14,000 Terror Attacks In 2006
49% Of All Terror Attacks Occurred In Iraq And Afghanistan
When President Bush first started talking about going to war against terrorists, and terrorist groups, in the aftermath of the September 11, 2001 attacks on Washington DC and New York City, the term used was 'War Against Terror'.
The 'War Against Terror' was in common usage by the US State Department, the Pentagon and the White House until late 2002, when it was quietly changed to the 'War On Terror'. The change from 'against' to 'on' is an important distinction, particularly in light of an utterly horrific new report from the US State Department that reveals there were more than 14,000 terror attacks and acts of terrorism in 2006.
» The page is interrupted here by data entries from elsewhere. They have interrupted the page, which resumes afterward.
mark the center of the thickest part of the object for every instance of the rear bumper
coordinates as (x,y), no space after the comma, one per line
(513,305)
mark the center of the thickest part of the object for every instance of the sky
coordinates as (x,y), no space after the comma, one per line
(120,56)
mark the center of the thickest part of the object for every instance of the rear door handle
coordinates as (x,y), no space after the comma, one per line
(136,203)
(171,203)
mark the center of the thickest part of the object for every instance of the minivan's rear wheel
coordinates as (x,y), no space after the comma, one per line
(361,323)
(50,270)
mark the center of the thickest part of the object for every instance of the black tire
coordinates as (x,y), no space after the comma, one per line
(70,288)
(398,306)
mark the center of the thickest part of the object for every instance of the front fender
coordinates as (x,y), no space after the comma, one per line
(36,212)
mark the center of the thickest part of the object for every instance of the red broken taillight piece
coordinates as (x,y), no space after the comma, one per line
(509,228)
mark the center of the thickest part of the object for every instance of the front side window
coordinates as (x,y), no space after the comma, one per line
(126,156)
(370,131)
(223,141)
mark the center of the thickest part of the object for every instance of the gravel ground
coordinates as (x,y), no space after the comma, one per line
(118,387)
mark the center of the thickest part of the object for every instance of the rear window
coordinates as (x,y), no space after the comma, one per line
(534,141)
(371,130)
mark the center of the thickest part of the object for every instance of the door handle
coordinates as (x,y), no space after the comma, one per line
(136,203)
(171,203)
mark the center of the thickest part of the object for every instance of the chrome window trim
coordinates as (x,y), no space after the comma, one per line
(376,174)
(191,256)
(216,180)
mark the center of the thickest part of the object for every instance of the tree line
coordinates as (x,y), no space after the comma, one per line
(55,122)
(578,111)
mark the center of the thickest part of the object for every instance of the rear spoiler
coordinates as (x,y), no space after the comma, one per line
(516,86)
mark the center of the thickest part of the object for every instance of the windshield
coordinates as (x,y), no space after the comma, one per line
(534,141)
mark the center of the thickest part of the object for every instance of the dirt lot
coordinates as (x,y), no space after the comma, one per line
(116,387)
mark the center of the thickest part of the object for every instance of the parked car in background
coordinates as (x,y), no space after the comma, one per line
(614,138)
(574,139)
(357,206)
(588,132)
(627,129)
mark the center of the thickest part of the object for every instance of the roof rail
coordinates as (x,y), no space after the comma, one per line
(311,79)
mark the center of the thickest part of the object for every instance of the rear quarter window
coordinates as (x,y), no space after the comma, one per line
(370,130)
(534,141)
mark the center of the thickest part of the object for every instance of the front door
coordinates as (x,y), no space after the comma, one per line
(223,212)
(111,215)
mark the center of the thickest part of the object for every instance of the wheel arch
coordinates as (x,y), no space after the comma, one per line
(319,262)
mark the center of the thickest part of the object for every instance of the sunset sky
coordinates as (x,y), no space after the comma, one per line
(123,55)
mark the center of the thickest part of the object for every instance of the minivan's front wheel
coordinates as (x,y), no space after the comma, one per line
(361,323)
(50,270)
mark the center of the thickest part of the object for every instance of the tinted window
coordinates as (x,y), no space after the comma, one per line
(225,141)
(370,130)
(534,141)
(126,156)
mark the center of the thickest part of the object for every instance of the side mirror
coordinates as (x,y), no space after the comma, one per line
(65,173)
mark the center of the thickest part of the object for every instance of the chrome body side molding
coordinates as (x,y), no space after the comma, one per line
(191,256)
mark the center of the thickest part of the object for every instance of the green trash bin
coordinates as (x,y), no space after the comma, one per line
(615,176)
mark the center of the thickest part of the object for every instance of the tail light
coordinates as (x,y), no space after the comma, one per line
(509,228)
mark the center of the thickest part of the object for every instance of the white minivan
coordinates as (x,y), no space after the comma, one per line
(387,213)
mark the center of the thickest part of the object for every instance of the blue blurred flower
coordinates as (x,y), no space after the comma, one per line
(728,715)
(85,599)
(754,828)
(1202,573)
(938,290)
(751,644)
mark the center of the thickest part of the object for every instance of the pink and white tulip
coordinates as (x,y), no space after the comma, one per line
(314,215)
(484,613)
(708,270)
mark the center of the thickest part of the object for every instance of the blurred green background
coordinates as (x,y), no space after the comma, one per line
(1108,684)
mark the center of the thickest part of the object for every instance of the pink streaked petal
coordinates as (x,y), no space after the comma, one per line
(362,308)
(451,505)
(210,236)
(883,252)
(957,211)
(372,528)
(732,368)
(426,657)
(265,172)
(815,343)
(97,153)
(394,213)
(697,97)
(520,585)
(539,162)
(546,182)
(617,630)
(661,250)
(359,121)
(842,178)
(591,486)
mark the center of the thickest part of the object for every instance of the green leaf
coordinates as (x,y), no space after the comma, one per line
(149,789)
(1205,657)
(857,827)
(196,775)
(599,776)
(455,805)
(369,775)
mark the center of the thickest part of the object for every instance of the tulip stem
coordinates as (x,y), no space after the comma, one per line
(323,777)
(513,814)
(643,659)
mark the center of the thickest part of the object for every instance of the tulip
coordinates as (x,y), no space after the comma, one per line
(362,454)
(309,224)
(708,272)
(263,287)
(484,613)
A war 'against' terror instead of 'on' terror would then be harder to justify when the following details from the State Department report are considered :
(the report will) show a nearly 30 percent increase in terrorist attacks worldwide in 2006....almost all of the boost due to growing violence in Iraq and Afghanistan...That the wars on Iraq and Afghanistan have dramatically increased the incidents of terrorism are firmly, repeatedly and consistently denied by virtually every official connected with the White House or Pentagon, despite the fact that every major intelligence agency in the world says this is an undeniable fact.
Secretary of State Condoleezza Rice and her top aides earlier this week had considered postponing or downplaying the release of this year's edition of the terrorism report, officials in several agencies and on Capitol Hill said.Based on data compiled by the U.S. intelligence community's National Counterterrorism Center, the report says there were 14,338 terrorist attacks last year, up 29 percent from 11,111 attacks in 2005.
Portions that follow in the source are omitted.